I’ve never wanted children for a split second. The pain, the expense, the hassle… I can’t see any advantages. Then I work on Motherland and feel vindicated. People say: “Yeah but who’ll look after you in your old age?” What? Are you only having kids to be your carers?!

Who were your comedy heroes growing up?
I loved Peter Sellers and Peter Cook… mainly dead blokes called Peter. All my favourite sitcoms, like HancockFawlty Towers or Rising Damp, were about angry old men. There’s nothing funnier than people furious about how their lives turned out. Too much comedy now is blandly mainstream. And warm. Fuck warm! Who wants warm comedy?

Aren’t you distantly related to Julie Goodyear, AKA Bet Lynch from Coronation Street?
My dad died last year but there were a few actors on his side of the family: Julie Goodyear, Frank Finlay and Jack Wild [who played the Artful Dodger in Oliver!]. What a dynasty. We’re like the Redgraves. Julie’s got a touch of the Mandys, actually. Maybe I could cast her as Mandy’s mum.

How has lockdown been for you?
I’m perfectly suited to lockdown because I’m a bit of a hermit, so I haven’t had too bad a time. I’m one of the lucky ones. I wish they’d hurry up and invent a vaccine, though. I’m not sure I can take many more Zoom calls. And the quiz shows on Radio 4 without an audience are sort of haunting.

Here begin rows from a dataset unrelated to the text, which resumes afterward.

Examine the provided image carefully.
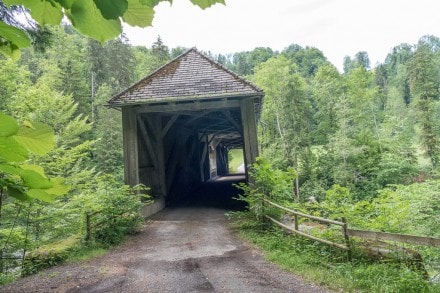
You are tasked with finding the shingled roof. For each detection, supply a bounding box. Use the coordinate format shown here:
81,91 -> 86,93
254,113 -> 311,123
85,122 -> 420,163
108,48 -> 264,106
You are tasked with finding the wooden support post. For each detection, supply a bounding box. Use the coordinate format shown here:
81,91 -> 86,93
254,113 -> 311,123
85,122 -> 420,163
293,210 -> 299,231
342,217 -> 351,261
200,135 -> 209,182
138,117 -> 158,168
160,115 -> 179,138
85,213 -> 92,242
153,116 -> 167,197
240,99 -> 258,181
122,108 -> 139,186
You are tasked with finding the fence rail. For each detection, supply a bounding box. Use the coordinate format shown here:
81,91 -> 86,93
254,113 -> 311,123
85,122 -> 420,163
347,229 -> 440,247
263,199 -> 440,260
263,199 -> 351,260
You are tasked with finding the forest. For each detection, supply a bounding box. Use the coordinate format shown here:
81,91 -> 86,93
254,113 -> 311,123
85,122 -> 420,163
0,19 -> 440,288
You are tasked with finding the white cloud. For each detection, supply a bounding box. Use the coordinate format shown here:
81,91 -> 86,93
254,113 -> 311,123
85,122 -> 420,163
125,0 -> 440,68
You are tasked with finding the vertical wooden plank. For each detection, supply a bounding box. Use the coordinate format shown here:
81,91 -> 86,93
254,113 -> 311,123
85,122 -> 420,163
122,107 -> 139,186
152,115 -> 167,197
240,99 -> 258,180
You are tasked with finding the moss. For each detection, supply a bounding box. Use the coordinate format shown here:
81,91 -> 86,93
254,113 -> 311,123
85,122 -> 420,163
21,235 -> 80,276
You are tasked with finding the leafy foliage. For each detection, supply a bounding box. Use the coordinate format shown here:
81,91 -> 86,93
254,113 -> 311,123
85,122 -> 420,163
0,112 -> 68,202
0,0 -> 224,58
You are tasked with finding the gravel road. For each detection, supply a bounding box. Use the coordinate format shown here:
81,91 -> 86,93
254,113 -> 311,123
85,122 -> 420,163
0,178 -> 326,292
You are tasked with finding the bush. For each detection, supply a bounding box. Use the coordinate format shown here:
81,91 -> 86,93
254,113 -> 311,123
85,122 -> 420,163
86,176 -> 148,245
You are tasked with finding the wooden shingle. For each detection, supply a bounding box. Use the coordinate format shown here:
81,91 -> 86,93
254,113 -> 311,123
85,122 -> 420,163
108,48 -> 264,107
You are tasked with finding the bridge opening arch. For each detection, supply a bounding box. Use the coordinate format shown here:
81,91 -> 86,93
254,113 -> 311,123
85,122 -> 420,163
108,48 -> 264,212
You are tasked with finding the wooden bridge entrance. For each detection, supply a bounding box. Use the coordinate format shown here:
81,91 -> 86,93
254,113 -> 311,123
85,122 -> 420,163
109,48 -> 264,206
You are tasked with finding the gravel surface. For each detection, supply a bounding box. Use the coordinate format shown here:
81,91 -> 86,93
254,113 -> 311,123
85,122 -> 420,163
0,178 -> 326,292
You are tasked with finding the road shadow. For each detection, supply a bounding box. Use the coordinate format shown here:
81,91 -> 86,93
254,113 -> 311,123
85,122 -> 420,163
170,175 -> 246,211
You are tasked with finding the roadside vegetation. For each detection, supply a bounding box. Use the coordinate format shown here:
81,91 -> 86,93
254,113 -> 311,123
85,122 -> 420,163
228,159 -> 440,292
0,7 -> 440,292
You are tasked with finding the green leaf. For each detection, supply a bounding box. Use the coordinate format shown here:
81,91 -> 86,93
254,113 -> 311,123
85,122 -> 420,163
0,112 -> 18,137
67,0 -> 122,43
14,122 -> 55,155
93,0 -> 127,19
0,164 -> 23,175
191,0 -> 225,9
122,0 -> 154,27
0,21 -> 31,60
8,186 -> 32,201
139,0 -> 173,8
26,189 -> 57,202
53,0 -> 75,9
46,177 -> 70,196
20,165 -> 46,178
21,170 -> 53,189
0,37 -> 21,61
0,21 -> 31,48
0,137 -> 28,162
4,0 -> 63,25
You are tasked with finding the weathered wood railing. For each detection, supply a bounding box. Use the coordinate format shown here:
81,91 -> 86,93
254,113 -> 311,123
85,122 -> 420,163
347,229 -> 440,247
263,199 -> 440,260
263,199 -> 351,260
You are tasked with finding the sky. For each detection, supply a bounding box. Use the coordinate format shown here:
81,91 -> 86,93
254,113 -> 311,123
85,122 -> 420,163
124,0 -> 440,70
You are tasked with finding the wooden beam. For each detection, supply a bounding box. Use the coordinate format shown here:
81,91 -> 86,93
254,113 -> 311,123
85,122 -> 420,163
221,110 -> 243,136
151,116 -> 167,197
160,115 -> 179,138
122,108 -> 139,186
138,116 -> 158,168
240,99 -> 258,180
200,135 -> 209,182
137,100 -> 240,113
183,110 -> 216,126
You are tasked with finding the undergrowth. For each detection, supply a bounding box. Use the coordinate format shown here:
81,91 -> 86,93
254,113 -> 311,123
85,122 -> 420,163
230,212 -> 440,293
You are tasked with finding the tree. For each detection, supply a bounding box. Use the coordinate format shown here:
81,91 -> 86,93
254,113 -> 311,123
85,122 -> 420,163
0,0 -> 225,58
408,43 -> 440,168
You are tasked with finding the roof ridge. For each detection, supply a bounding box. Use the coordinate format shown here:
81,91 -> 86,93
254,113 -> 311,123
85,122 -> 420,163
107,47 -> 197,103
191,47 -> 263,92
107,47 -> 264,105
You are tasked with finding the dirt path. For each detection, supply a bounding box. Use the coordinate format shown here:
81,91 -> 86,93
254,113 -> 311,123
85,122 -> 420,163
0,207 -> 325,292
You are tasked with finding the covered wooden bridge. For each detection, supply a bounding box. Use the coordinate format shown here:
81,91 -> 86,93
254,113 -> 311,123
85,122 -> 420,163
108,48 -> 264,211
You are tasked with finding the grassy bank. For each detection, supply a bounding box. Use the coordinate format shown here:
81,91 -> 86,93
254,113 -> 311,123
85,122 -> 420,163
232,215 -> 440,293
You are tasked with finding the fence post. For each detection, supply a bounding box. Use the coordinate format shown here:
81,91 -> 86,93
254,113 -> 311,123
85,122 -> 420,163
85,213 -> 91,242
293,209 -> 299,231
342,217 -> 351,261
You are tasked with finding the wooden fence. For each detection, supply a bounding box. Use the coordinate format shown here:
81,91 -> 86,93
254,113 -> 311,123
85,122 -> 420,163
263,199 -> 440,260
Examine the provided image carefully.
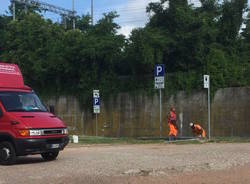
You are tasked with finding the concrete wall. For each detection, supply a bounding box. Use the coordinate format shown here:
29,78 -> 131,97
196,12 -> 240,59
45,88 -> 250,137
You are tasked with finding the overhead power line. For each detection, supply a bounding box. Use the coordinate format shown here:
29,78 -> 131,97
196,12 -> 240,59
11,0 -> 77,28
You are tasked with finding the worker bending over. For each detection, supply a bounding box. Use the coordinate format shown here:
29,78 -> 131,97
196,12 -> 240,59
189,123 -> 206,138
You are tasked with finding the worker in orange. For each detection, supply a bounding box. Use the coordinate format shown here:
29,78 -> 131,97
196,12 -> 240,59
189,123 -> 206,138
168,107 -> 178,141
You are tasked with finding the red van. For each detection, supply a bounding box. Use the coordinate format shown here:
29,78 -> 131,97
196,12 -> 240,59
0,63 -> 69,165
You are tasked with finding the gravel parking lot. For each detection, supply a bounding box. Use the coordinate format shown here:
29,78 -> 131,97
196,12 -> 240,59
0,143 -> 250,184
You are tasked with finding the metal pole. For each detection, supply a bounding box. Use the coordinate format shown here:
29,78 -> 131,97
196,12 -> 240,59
72,0 -> 76,30
95,114 -> 98,136
207,81 -> 211,139
91,0 -> 94,26
24,0 -> 28,14
160,89 -> 162,137
12,1 -> 16,20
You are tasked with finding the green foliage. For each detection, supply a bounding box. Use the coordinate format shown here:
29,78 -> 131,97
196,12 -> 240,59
0,0 -> 250,107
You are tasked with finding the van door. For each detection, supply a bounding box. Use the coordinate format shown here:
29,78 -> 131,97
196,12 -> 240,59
0,102 -> 15,137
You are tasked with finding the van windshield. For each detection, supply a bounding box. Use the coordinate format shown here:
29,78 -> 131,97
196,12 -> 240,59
0,92 -> 47,112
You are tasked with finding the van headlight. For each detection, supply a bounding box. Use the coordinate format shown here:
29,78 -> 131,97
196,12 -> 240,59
63,128 -> 69,135
30,130 -> 42,136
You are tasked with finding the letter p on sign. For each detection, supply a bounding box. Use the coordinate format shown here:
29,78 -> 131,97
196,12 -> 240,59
155,64 -> 165,77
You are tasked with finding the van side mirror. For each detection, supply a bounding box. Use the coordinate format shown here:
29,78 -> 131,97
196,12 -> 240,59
0,110 -> 3,118
49,105 -> 55,114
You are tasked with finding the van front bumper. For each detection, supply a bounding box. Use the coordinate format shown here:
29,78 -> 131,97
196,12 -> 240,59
15,136 -> 69,156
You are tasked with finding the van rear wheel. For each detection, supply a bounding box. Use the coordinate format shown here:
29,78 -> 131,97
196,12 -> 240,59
0,141 -> 16,165
41,151 -> 59,161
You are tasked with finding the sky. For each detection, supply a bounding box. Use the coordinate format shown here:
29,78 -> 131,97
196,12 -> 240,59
0,0 -> 246,36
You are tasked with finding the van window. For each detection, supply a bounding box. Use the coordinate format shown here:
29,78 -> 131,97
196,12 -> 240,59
0,92 -> 47,112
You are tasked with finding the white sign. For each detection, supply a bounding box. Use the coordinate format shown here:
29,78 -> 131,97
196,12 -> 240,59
93,90 -> 100,114
154,64 -> 165,89
204,75 -> 210,89
94,106 -> 100,114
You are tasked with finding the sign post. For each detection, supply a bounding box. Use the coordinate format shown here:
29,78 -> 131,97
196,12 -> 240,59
154,64 -> 165,137
204,75 -> 211,139
93,90 -> 100,136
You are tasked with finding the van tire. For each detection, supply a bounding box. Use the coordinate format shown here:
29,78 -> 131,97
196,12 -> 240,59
0,141 -> 16,165
41,151 -> 59,161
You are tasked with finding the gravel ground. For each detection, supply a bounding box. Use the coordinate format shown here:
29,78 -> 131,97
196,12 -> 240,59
0,143 -> 250,184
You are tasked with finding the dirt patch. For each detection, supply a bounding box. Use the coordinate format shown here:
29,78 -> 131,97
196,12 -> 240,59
0,143 -> 250,184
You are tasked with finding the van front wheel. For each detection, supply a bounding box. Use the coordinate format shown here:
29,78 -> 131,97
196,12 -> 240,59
0,141 -> 16,165
41,151 -> 59,161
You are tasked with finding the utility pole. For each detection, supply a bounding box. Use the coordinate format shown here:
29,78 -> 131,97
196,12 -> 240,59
91,0 -> 94,26
12,1 -> 16,20
72,0 -> 76,30
204,75 -> 211,140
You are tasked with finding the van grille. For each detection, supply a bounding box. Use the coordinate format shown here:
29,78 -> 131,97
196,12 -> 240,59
42,129 -> 63,135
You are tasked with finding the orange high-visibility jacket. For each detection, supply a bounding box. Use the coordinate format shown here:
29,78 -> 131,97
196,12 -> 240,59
168,111 -> 178,137
193,124 -> 206,138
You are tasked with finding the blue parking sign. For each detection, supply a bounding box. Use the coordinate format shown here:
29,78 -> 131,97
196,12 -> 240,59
155,64 -> 165,77
94,98 -> 100,105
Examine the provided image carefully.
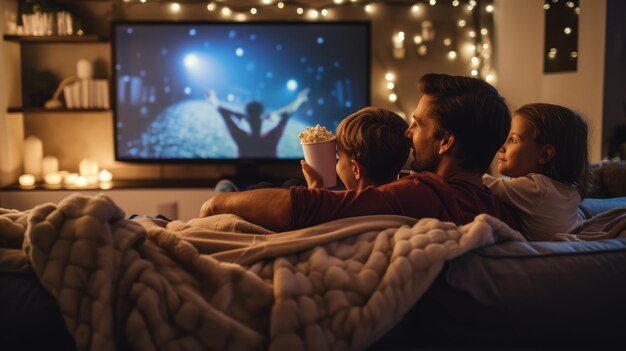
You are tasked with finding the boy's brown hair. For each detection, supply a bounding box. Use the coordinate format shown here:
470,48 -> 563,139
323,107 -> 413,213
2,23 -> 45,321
335,107 -> 411,185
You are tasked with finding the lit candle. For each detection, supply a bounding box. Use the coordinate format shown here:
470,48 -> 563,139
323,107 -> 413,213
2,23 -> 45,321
74,176 -> 89,188
78,158 -> 99,184
41,156 -> 59,177
98,169 -> 113,183
63,173 -> 78,185
43,172 -> 63,185
24,135 -> 43,179
18,174 -> 35,186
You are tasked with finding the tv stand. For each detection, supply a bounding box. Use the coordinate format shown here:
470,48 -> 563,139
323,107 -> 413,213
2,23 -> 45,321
234,161 -> 263,188
232,160 -> 306,190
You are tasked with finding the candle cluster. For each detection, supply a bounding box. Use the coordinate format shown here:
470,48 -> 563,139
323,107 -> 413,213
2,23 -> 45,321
18,136 -> 113,189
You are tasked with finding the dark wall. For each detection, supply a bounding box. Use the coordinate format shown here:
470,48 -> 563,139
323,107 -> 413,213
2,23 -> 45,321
602,0 -> 626,159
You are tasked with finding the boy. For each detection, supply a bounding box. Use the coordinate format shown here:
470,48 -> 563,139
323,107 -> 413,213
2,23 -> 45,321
300,107 -> 411,191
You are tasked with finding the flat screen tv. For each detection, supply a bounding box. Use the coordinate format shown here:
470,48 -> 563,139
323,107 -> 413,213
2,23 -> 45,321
112,22 -> 370,163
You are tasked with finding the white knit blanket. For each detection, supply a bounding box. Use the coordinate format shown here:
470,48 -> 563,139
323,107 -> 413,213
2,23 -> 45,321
0,194 -> 524,351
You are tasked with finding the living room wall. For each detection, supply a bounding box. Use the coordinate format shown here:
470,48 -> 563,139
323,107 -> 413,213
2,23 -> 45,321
0,0 -> 606,184
495,0 -> 607,162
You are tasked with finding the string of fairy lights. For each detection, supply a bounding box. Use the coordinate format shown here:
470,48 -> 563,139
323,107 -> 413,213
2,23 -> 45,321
118,0 -> 496,105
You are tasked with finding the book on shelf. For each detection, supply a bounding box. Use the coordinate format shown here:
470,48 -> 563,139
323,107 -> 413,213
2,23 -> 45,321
63,79 -> 110,109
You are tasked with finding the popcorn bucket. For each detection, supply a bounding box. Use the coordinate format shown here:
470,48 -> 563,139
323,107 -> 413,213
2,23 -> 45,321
301,138 -> 337,188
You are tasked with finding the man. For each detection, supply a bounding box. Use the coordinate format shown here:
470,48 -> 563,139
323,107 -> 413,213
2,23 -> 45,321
200,74 -> 517,231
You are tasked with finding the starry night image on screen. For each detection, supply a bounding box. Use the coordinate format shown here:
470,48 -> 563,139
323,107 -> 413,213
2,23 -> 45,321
113,22 -> 370,161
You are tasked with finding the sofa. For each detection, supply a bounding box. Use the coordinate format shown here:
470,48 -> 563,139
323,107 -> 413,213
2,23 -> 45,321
0,166 -> 626,350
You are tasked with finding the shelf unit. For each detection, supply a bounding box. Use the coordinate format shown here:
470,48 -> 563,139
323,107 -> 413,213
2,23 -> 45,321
3,34 -> 109,43
3,34 -> 110,114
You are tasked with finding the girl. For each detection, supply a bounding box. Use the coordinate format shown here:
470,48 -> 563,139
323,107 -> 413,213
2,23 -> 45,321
483,103 -> 589,241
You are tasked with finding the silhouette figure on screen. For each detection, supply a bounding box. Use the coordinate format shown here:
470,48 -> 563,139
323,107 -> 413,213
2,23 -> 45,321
207,88 -> 309,158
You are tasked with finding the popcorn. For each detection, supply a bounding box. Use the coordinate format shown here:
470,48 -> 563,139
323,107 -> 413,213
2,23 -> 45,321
298,124 -> 335,144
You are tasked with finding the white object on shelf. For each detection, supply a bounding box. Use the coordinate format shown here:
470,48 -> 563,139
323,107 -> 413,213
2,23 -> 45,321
74,176 -> 89,188
18,174 -> 35,186
63,173 -> 79,185
43,172 -> 63,185
41,156 -> 59,178
24,135 -> 43,180
76,59 -> 93,79
98,169 -> 113,183
78,158 -> 99,184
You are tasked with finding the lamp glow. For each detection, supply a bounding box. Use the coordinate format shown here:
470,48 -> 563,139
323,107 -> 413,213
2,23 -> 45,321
17,174 -> 35,186
74,176 -> 89,188
98,169 -> 113,183
43,172 -> 63,185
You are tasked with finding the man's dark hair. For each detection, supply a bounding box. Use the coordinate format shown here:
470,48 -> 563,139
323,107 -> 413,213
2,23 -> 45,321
336,107 -> 411,185
419,73 -> 511,172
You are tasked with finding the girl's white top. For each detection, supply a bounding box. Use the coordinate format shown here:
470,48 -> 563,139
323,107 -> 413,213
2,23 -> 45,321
483,173 -> 583,241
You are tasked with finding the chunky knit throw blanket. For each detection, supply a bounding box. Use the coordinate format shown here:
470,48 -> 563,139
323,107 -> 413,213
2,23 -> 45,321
0,194 -> 524,351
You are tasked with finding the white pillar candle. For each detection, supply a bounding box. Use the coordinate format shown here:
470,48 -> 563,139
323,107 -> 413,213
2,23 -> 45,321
18,174 -> 35,186
74,176 -> 89,188
78,158 -> 99,184
76,59 -> 93,79
98,169 -> 113,183
41,156 -> 59,180
43,172 -> 63,185
24,135 -> 43,180
63,173 -> 78,185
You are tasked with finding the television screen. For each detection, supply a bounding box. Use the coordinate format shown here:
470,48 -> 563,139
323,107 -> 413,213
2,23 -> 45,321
112,22 -> 370,162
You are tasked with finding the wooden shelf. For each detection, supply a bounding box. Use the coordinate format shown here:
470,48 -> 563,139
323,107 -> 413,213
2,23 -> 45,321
3,34 -> 109,44
7,107 -> 111,113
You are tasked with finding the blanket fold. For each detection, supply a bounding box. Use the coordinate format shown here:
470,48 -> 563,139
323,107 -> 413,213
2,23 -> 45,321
0,194 -> 524,351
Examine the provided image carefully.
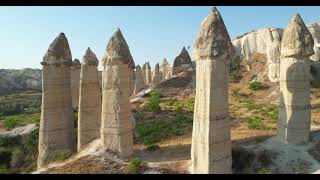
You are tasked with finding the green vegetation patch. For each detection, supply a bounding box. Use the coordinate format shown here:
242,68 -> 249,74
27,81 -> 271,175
0,95 -> 41,116
0,113 -> 40,130
249,81 -> 264,91
246,117 -> 266,130
135,107 -> 193,146
0,130 -> 38,174
147,91 -> 161,113
164,98 -> 195,113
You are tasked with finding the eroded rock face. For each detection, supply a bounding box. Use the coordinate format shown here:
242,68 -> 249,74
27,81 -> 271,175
129,60 -> 136,95
37,33 -> 75,167
71,59 -> 81,109
232,23 -> 320,82
307,23 -> 320,61
152,63 -> 161,85
190,8 -> 234,174
232,28 -> 283,60
160,58 -> 172,80
277,14 -> 314,144
133,65 -> 145,94
172,47 -> 192,75
78,48 -> 101,152
142,62 -> 152,85
101,29 -> 133,157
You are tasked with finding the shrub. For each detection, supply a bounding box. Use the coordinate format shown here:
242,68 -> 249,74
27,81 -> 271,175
146,144 -> 160,151
249,81 -> 263,91
3,117 -> 18,130
0,147 -> 12,167
258,169 -> 273,174
10,147 -> 25,168
148,91 -> 161,113
244,100 -> 256,111
126,158 -> 142,174
229,63 -> 242,83
247,117 -> 266,129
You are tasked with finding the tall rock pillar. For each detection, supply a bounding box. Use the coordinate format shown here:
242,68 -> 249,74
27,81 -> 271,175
71,59 -> 81,109
152,63 -> 161,85
277,14 -> 314,144
78,48 -> 101,151
133,65 -> 145,94
145,62 -> 152,85
129,60 -> 136,95
190,8 -> 233,174
101,29 -> 133,157
37,33 -> 75,168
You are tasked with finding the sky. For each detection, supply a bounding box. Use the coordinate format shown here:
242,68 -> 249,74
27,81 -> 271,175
0,6 -> 320,70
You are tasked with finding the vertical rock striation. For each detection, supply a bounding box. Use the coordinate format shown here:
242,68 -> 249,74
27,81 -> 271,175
190,8 -> 234,174
101,29 -> 133,157
133,65 -> 145,94
277,14 -> 314,144
78,48 -> 101,151
37,33 -> 75,168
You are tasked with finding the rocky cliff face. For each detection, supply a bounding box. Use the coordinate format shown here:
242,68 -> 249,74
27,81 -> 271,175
0,68 -> 101,95
232,23 -> 320,82
0,68 -> 41,95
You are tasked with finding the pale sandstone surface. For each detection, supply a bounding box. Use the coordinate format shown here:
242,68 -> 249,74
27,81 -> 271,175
152,63 -> 161,85
101,29 -> 133,157
172,47 -> 192,75
128,60 -> 136,95
144,62 -> 152,85
277,14 -> 314,144
38,33 -> 75,167
190,8 -> 234,174
78,48 -> 101,152
133,65 -> 145,95
160,58 -> 172,80
71,59 -> 81,109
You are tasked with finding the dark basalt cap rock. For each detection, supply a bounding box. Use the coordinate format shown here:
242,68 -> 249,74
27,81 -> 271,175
146,61 -> 151,69
42,33 -> 72,65
193,7 -> 234,60
103,28 -> 133,64
128,59 -> 136,69
281,14 -> 314,57
72,58 -> 81,68
173,47 -> 191,67
162,58 -> 169,65
154,63 -> 160,71
82,47 -> 99,65
136,65 -> 141,71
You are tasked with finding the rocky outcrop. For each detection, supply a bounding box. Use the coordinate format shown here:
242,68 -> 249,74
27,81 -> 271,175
71,59 -> 81,109
101,29 -> 133,157
78,48 -> 101,152
232,23 -> 320,82
37,33 -> 75,167
0,68 -> 42,95
133,65 -> 145,95
128,59 -> 136,95
307,23 -> 320,61
190,8 -> 234,174
152,63 -> 161,85
159,58 -> 172,80
142,62 -> 152,85
172,47 -> 192,75
277,14 -> 314,144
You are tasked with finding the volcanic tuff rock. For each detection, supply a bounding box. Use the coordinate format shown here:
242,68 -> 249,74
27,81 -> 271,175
0,68 -> 42,95
190,8 -> 234,174
172,47 -> 192,74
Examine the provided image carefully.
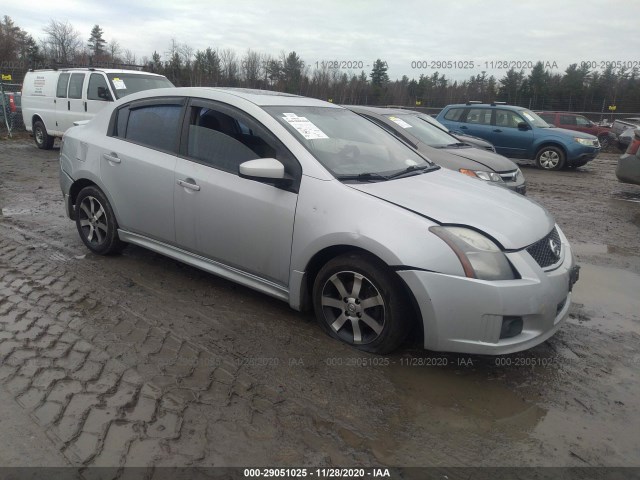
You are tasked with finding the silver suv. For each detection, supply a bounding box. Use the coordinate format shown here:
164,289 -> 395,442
60,88 -> 577,354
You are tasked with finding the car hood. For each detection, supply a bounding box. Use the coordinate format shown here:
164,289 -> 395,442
430,147 -> 518,172
348,169 -> 555,250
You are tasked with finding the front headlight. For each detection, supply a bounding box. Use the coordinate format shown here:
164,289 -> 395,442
429,227 -> 517,280
573,137 -> 594,147
459,168 -> 502,182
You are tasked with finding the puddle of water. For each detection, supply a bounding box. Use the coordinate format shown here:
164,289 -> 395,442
371,364 -> 546,465
573,264 -> 640,334
571,244 -> 640,257
1,207 -> 33,217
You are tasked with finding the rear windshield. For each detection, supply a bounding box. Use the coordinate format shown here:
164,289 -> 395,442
107,73 -> 173,98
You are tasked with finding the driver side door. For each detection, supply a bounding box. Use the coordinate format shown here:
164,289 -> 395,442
174,99 -> 302,286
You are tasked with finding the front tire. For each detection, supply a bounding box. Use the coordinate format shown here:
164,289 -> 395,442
536,147 -> 565,170
33,120 -> 55,150
76,186 -> 126,255
313,253 -> 411,354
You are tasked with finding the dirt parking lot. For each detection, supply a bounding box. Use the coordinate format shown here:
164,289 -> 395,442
0,138 -> 640,473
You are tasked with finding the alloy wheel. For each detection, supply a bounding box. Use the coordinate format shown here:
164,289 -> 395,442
321,271 -> 385,345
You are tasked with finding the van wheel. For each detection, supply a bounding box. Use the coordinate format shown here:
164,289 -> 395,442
536,147 -> 565,170
33,120 -> 55,150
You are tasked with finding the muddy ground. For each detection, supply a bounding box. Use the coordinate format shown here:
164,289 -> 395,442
0,134 -> 640,472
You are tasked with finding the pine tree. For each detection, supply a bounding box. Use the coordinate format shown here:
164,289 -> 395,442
87,25 -> 107,57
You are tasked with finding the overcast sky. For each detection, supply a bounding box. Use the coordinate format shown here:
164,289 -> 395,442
5,0 -> 640,79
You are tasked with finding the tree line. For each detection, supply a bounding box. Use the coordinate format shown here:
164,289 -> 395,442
0,16 -> 640,113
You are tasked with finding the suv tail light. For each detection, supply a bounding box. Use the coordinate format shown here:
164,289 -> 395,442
625,129 -> 640,155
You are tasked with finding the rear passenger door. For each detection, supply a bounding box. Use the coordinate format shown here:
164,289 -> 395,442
86,72 -> 113,118
490,109 -> 533,158
56,72 -> 87,132
174,99 -> 302,286
96,98 -> 185,244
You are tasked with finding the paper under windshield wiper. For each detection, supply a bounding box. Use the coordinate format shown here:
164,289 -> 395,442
387,164 -> 440,179
336,172 -> 390,182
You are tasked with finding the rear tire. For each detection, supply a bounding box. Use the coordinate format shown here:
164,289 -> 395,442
536,146 -> 565,170
76,186 -> 126,255
313,253 -> 412,355
33,120 -> 55,150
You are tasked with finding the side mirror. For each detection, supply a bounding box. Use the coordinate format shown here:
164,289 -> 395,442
239,158 -> 292,185
98,87 -> 113,102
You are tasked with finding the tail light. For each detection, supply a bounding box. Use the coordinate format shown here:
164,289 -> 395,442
625,129 -> 640,155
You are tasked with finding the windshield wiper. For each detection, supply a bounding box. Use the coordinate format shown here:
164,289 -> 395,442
336,172 -> 390,182
387,164 -> 440,179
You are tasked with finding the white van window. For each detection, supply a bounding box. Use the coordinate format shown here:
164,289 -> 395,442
69,73 -> 84,98
56,73 -> 70,98
87,73 -> 109,100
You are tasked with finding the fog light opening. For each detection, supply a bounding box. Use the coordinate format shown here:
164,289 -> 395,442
500,317 -> 523,340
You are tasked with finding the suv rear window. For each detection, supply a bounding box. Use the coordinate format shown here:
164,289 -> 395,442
444,108 -> 464,122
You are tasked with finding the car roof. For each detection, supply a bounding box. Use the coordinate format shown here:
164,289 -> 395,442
444,103 -> 528,110
342,105 -> 422,115
122,87 -> 342,109
31,67 -> 164,77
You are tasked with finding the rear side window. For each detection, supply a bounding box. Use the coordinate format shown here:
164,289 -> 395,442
69,73 -> 84,98
56,73 -> 71,98
538,113 -> 555,125
444,108 -> 463,122
123,105 -> 182,152
467,108 -> 491,125
87,73 -> 109,101
560,115 -> 576,125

Have you taken up any new hobbies?
I’ve got into gardening, which has been a revelation. I’d never grown anything before but when lockdown started, I went on Suttons Seeds’ website. I’ve only got a little roof terrace and now it’s like a jungle out there. I had my own potatoes and peas for dinner last night. Thing is, it cost me £30 to grow them, with the amount of compost you need. I could’ve bought a bag of spuds for a quid. I tried carrots too but they didn’t work out. I nearly kicked them off the roof, I was so livid. It’s stressful, this horticulture business.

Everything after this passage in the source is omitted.